On February 10, 2015, the United States Court of Appeals for the Second Circuit decided Roach v. T.L. Cannon Corporation,1 resolving the question of how the Supreme Court’s Comcast Corp. v. Behrend decision should be interpreted in the Circuit. Comcast concerned the certification standard for damages class actions pursuant to Federal Rule of Civil Procedure 23(b)(3).2 In Comcast, the Supreme Court held that it was improper to certify a class where questions of individual damage calculations would “overwhelm” questions that were common to the class.3 The Roach opinion makes clear that in the Second Circuit, Comcast does not overrule a “well-established” line of cases holding that individualized damages will not necessarily defeat a Rule 23(b)(3) certification.4 As a result, the mere fact that damages must be calculated individually is insufficient by itself to defeat class certification in employment cases.

As we discussed in a recent article, courts within the Second Circuit had split on whether Comcast should be read broadly, to prohibit class certification whenever damages were not amenable to class-wide proof, or narrowly, to require only that a plaintiff’s damages model actually measure the damages that result from a specific theory of injury. A broad reading would have made it very difficult to certify wage and hour class actions requiring plaintiff-by-plaintiff damages calculations. The Second Circuit sought to resolve this split in the Roach opinion.

In Roach, a group of plaintiffs alleged that an Applebee’s franchisor failed to make “spread of hours” payments then required under New York law, in violation of the Fair Labor Standards Act, 29 U.S.C. §§ 201 et seq. (FLSA) and the New York Labor Law §§ 650 et seq. (NYLL).
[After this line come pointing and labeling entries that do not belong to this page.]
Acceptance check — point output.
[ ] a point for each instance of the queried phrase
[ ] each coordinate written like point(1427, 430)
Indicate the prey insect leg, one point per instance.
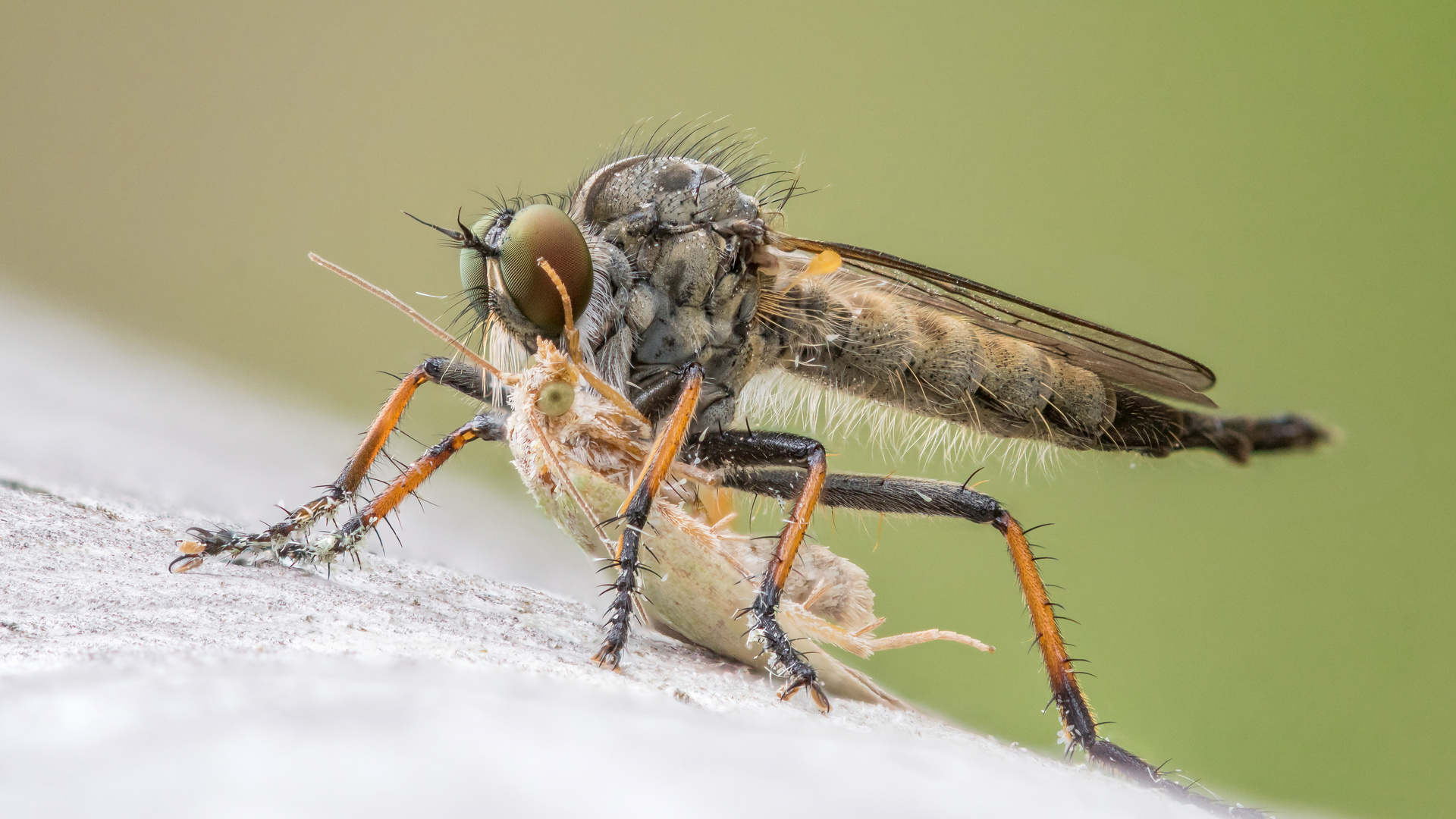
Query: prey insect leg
point(921, 496)
point(296, 526)
point(638, 506)
point(745, 447)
Based on its broad reading of Comcast, the district court held that certification under Rule 23(b)(3) was not appropriate because the proposed class’s damages were not measurable on a class-wide basis.5Since determining damages would require individual inquiries into the hours worked by each proposed class member, the district court held that Rule 23(b)(3)’s predominance criterion was not met and that certification must be denied.

In its opinion, the Second Circuit reversed, holding that it was improper to deny certification simply because damages were individualized. Instead, it held that the existence of individualized damages calculations is just one factor that courts must consider when deciding whether to certify a class under Rule 23(b)(3). Because the record in Roach was devoid of any indication that the court assessed whether common issues susceptible to generalized proof outweighed the complications associated with individual damages calculations, an analysis it found that Rule 23(b)(3) requires, the Second Circuit remanded the case to the district court to conduct this analysis.6

In a related Summary Order issued the same day, the Second Circuit upheld a district court’s decision to certify a liability-only class pursuant to Rule 23(c)(4). In Jacob v. Duane Reade,7 plaintiffs alleged that Duane Reade had misclassified its pharmacy assistant store managers as exempt from FLSA overtime requirements.8 The district court concluded that individualized proof of damages would overwhelm any questions common to the class. However, rather than deny class certification entirely, the district court certified a liability-only class pursuant to Rule 23(c)(4)9 and left the damages determinations for individual hearings. In its Summary Order, the Second Circuit held that splitting liability and damages in this way was not an abuse of the court’s discretion.10

Read together, Roach and Duane Reade suggest that defendant employers will have a hard time defeating class certification even when individual employee damages are highly individualized. Plaintiffs are likely to argue that damages are irrelevant to class certification because, even if they overwhelm common questions, the problem can be solved by certifying a liability-only class pursuant to Rule 23(c)(4). But because Duane Reade is a Summary Order and binds only the parties to the case, the scope of Rule 23(c)(4) and its relationship to the Comcast decision is likely to be re-visited.